Le musée, installé au centre de La Haye, près du parlement et du siège du gouvernement, occupe une ancienne maison de maître achevée en 1644 pour le comte Johan Maurits de Nassau Siegen.

Le visiteur qui se promène dans ces pièces parfois étroites disposées en carré autour d'un escalier magistral a l'impression de pénétrer dans une demeure particulière. Cet ancien bâtiment classique est désormais complété par un bâtiment art déco, loué au club de gentlemen voisin, abritant une bibliothèque et les expositions temporaires.

Les deux bâtiments ont été reliés sous la rue par un atrium, inondé de lumière naturelle. Les salles, elles, sont équipées d'éclairages LED.

"Le Louvre a été une bonne source d'inspiration", a confié à l'AFP l'architecte responsable des rénovations, Hans van Heeswijk : "nous avons construit un atrium clair et lumineux pour que les visiteurs puissent s'y sentir comme à la maison".

-"Le chardonneret", l'autre perle du Mauritshuis-

Si l'attraction incontestée du musée, qui espère accueillir plus de 1.000 visiteurs par jour, reste la toile de Vermeer, le "Chardonneret" (1654) de Carel Fabritius, élève de Rembrandt et maître de Vermeer, a pris une place essentielle dans cette petite collection rassemblant les pièces maîtresses de l'âge d'or néerlandais.

Vedette d'un roman homonyme par Donna Tartt, récompensé d'un prix Pulitzer, cette toile représente un petit oiseau à l'aile dorée attaché par une chaînette.

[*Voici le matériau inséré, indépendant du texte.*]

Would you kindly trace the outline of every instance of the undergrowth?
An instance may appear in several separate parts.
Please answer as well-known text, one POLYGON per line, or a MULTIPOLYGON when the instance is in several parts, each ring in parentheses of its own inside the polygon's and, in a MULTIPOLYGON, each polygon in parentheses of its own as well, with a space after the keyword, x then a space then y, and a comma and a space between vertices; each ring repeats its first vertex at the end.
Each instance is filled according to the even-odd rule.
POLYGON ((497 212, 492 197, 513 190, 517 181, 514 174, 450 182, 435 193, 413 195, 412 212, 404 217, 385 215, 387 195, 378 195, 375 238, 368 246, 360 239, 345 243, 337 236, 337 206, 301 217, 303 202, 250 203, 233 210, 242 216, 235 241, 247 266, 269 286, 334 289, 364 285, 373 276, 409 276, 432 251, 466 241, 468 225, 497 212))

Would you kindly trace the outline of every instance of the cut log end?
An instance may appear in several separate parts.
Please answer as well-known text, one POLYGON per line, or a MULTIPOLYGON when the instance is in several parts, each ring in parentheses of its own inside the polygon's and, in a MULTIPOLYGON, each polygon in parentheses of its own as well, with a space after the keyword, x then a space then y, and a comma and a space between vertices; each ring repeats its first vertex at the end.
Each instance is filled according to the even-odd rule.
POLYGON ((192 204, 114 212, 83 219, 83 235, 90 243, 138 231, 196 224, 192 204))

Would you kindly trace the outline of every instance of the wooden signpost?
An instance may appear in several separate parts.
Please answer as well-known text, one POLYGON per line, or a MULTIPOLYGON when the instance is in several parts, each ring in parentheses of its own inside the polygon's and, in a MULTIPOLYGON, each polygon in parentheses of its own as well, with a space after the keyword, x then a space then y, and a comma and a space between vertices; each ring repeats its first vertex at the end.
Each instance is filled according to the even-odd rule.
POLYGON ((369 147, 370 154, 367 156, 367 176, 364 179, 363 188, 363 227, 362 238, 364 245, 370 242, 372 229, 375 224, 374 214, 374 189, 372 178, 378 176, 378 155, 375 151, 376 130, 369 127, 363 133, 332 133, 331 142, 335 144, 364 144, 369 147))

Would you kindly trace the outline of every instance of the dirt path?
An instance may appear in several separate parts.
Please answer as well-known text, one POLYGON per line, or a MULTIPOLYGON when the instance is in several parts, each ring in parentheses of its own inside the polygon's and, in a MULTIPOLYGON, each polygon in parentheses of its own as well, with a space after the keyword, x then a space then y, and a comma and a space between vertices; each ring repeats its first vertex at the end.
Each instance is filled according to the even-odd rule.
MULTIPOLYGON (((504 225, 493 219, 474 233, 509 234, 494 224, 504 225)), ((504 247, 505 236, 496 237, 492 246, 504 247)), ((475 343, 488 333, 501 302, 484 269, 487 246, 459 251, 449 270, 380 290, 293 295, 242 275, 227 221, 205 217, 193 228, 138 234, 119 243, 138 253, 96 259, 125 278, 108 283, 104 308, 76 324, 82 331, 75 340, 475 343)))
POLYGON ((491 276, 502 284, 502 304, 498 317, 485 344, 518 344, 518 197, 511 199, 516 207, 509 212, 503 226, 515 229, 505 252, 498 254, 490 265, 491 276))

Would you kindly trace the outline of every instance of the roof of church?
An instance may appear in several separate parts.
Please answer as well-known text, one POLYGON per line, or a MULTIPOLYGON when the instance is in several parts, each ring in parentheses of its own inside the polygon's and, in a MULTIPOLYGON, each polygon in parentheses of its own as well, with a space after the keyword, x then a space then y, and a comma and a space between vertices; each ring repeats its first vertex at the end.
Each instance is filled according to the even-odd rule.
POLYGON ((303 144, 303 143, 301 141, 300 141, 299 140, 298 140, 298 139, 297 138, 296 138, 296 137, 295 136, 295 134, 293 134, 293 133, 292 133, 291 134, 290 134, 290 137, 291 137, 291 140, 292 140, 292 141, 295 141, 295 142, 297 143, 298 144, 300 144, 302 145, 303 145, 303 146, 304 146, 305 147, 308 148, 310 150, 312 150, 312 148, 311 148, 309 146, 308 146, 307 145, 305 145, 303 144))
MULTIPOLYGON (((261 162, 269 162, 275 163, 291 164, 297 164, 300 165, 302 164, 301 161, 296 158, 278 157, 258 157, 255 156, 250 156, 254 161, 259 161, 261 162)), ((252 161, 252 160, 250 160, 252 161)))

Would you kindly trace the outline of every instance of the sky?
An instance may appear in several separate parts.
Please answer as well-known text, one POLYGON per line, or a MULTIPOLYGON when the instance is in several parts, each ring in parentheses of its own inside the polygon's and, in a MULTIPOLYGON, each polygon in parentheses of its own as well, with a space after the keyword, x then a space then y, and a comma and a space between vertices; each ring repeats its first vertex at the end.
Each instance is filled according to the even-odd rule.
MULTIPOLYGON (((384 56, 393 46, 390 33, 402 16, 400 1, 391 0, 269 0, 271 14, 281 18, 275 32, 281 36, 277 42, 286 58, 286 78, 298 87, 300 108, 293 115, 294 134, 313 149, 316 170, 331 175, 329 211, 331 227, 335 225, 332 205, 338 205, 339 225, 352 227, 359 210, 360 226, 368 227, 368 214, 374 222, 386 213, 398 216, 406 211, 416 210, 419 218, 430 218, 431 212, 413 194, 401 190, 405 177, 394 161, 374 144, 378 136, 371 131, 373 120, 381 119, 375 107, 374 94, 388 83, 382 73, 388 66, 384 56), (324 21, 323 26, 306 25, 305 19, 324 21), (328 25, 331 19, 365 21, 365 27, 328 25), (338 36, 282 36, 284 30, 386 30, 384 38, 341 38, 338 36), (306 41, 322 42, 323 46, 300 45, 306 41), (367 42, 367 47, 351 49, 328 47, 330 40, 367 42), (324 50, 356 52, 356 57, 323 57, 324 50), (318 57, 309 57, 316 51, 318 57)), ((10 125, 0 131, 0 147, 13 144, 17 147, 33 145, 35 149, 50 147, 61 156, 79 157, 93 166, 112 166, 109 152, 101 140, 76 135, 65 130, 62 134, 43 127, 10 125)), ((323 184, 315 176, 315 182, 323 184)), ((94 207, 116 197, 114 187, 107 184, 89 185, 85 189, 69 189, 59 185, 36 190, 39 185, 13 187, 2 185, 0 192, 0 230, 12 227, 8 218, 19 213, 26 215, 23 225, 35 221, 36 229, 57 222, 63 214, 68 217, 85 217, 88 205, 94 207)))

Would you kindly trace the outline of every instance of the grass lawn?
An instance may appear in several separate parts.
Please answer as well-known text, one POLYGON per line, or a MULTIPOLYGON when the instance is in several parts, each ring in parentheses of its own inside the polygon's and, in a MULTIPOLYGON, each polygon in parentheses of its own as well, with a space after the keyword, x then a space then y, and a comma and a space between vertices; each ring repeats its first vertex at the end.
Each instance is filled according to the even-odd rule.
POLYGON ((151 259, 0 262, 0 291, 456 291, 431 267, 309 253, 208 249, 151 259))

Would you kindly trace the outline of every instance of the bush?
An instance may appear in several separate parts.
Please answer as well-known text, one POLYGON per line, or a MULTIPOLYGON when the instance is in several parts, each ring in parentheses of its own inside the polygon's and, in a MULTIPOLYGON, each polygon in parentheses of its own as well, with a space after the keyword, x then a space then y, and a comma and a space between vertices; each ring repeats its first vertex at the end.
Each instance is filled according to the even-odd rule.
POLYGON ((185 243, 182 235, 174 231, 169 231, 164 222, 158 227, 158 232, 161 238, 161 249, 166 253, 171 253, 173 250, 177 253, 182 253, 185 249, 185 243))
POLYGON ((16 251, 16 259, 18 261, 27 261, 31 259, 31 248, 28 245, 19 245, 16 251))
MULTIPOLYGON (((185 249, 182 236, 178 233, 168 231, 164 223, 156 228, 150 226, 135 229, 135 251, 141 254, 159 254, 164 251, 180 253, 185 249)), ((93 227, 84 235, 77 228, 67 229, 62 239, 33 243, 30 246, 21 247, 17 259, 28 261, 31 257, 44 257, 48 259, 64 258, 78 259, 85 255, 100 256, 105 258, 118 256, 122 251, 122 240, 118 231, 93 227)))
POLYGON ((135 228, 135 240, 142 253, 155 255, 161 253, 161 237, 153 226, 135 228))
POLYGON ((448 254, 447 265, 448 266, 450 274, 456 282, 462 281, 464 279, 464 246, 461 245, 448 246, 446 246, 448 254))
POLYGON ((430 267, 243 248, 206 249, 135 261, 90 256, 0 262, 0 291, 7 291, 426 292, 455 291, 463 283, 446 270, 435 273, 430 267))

Installée entre deux fenêtres, elle est désormais illuminée par le ciel bas du Nord, si bien représenté dans la "Vue de Delft" de Vermeer, accroché dans la pièce voisine.

"Nous nous attendons à ce qu'il y ait beaucoup de personnes qui viennent uniquement pour ce tableau, nous lui avons donc donné la place qu'il mérite", assure Mme Gordenker.

Plusieurs autoportraits de Rembrandt et sa célèbre "Leçon d'anatomie du docteur Nicolaes Tulp" (1632), le "Taureau" (1647) de Paulus Potter ou la "Société joyeuse (la famille du peintre)" (1665) de Jan Steen sont également accrochés aux murs recouverts de soie française.

A l'époque de l'âge d'or néerlandais (1584-1702), les Pays-Bas dominaient le commerce mondial et la richesse du pays permettait aux nouveaux bourgeois de commander de nombreux tableaux, portraits ou paysages, et de se démarquer des thèmes religieux chers à la Renaissance italienne.

Le musée rouvrira officiellement ses portes au public le 27 juin, après une cérémonie officielle avec le roi Willem-Alexander.